Repository files navigation

ja4zig

Zig port of the FoxIO JA4+ network fingerprinting suite — passive client/server fingerprints for TLS, HTTP, SSH, X.509, latency, and TCP, computed from a pcap file via tshark. Mirrors the Rust crate at https://github.com/FoxIO-LLC/ja4. Targets Zig 0.16.0.

Surface State
ja4 CLI binary functional — reads a pcap, emits YAML (per-stream JA4+ records)
Library API (hash, tshark, pcap, stream, …) usable as a Zig dependency
Snapshot suite 37 fixtures, 23 byte-exact green; 14 differ only on EOF newlines (content-equivalent — see Snapshot caveat)
Unit tests 21/22 passing — the one failure is the snapshot harness reporting the 14 EOF-newline fixtures

The fingerprint pipeline (JA4 / JA4S / JA4H / JA4L / JA4X / JA4SSH) is implemented.
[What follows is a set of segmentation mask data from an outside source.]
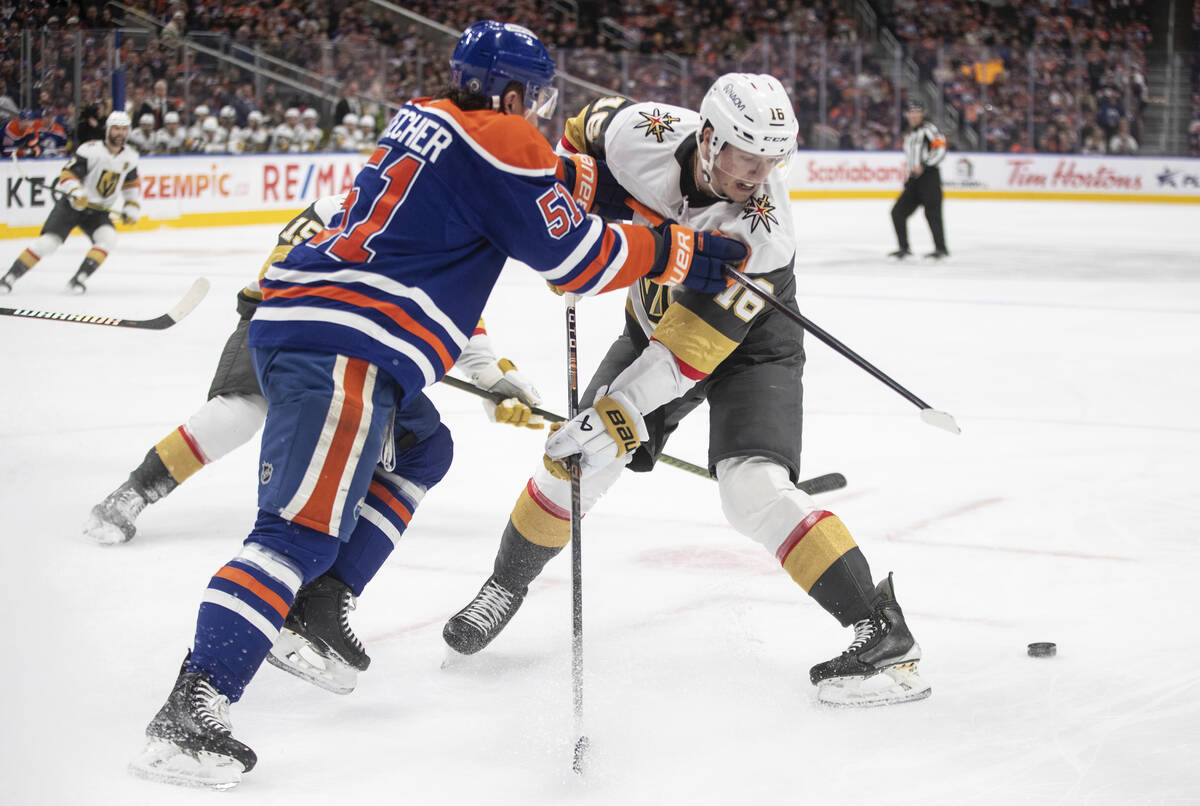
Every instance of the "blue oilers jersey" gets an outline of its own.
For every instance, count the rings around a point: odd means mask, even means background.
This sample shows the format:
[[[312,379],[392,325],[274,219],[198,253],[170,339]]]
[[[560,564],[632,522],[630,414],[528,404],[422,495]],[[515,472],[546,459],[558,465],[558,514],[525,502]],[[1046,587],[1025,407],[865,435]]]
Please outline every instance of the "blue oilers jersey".
[[[454,364],[507,258],[577,294],[629,286],[654,233],[586,214],[561,170],[522,117],[405,104],[330,225],[263,276],[251,346],[362,358],[408,397]]]

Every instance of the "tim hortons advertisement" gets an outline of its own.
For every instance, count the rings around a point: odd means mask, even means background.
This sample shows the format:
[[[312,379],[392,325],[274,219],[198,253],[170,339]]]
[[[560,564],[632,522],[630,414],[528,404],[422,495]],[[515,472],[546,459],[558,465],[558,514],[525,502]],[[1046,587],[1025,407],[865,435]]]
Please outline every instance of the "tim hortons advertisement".
[[[143,157],[136,229],[286,221],[321,196],[349,190],[365,160],[360,154]],[[0,237],[37,234],[55,203],[50,188],[66,163],[0,163]]]
[[[950,152],[939,166],[957,197],[1200,203],[1200,160]],[[898,152],[799,152],[792,198],[878,198],[907,176]]]

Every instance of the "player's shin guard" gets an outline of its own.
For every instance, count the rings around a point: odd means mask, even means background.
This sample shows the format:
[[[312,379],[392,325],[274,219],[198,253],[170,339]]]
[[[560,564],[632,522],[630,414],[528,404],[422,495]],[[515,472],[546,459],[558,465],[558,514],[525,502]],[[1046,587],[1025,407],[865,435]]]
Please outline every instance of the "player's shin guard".
[[[30,249],[26,249],[24,252],[18,255],[17,259],[13,261],[13,264],[9,268],[8,272],[3,277],[0,277],[0,291],[12,291],[13,284],[16,283],[17,280],[20,280],[21,277],[24,276],[25,272],[37,265],[39,260],[41,260],[41,258],[34,254]]]
[[[333,563],[339,542],[259,512],[242,552],[208,584],[188,671],[208,672],[230,702],[267,657],[300,585]]]

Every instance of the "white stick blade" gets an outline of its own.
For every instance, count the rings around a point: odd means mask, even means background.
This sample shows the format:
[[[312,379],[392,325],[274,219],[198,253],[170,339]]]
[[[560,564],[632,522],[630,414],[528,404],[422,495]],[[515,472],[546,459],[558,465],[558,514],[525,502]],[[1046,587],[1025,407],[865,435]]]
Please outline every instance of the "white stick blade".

Tshark ≥4.0.6 is required at runtime.

What works today

  • CLIja4 <pcap> shells out to tshark, processes every packet, emits a YAML record per stream matching the upstream Rust impl's assert_yaml_snapshot! output. Flags: -r/--with-raw (include unhashed fingerprints), -O/--original-order (disable cipher/extension/cookie sorting), -n/--with-packet-numbers (pkt_* fields).
  • Full JA4+ family:
    • JA4 (TLS client) — TLS version, SNI presence, cipher count, extension count, ALPN, GREASE filtering, hashed and sorted (or original-order) ciphers
      • extensions + signature algorithms.
    • JA4S (TLS server) — TLS version, selected cipher, extension list (never sorted), ALPN.
    • JA4H (HTTP client) — method, version, cookie/referer markers, header count + names, primary Accept-Language, cookie names + values. HTTP/1 and HTTP/2 paths.
    • JA4L (latency) — light-distance times derived from the TCP three-way handshake or QUIC Initial/Handshake exchanges; reports µs_TTL per side.
    • JA4SSH — packet-length mode sampling every N SSH packets, plus ssh_extras (hassh, hassh_server, protocol strings, negotiated encryption algorithm).
    • JA4T (TCP) — initial SYN window size, option kind sequence, MSS, window scale.
    • JA4X (X.509) — issuer/subject RDN OIDs + extension OIDs hashed, plus a pretty issuerCommonName: … / subjectOrganizationName: … enrichment. Built on a tiny custom ASN.1/DER walker (no dependencies).
  • Helpershash.hash12 (SHA-256 truncated to 12 hex chars), tshark.parseVersion (version-gate helper).
  • Vendored corpus — 38 pcaps + 37 reference YAML snapshots from upstream Rust insta, plus a bench suite as a template.

What's still WIP

  • ~/.config/ja4/config.toml loader (the Rust impl writes a default file on first run and lets you toggle individual fingerprints off). Defaults match upstream so this only matters if you'd want to disable a fingerprint type.
  • -j/--json output mode and -o/--output <path> (write to file).
  • --keylog-file <path> (TLS pre-master secrets for decrypting captures).
  • The "JA4Plus mapping" lookup CSV (not part of fingerprint generation).

Snapshot caveat

23/37 snapshots match byte-for-byte. The 14 remaining differ from the upstream YAML reference by one byte at EOF: some upstream snapshots end with \n and some with \n\n, depending on the serde-yaml version that was running when each one was generated by cargo insta review. There's no content-derivable rule (same field types and shapes end different ways), and we emit a single \n because that matches the majority of fixtures.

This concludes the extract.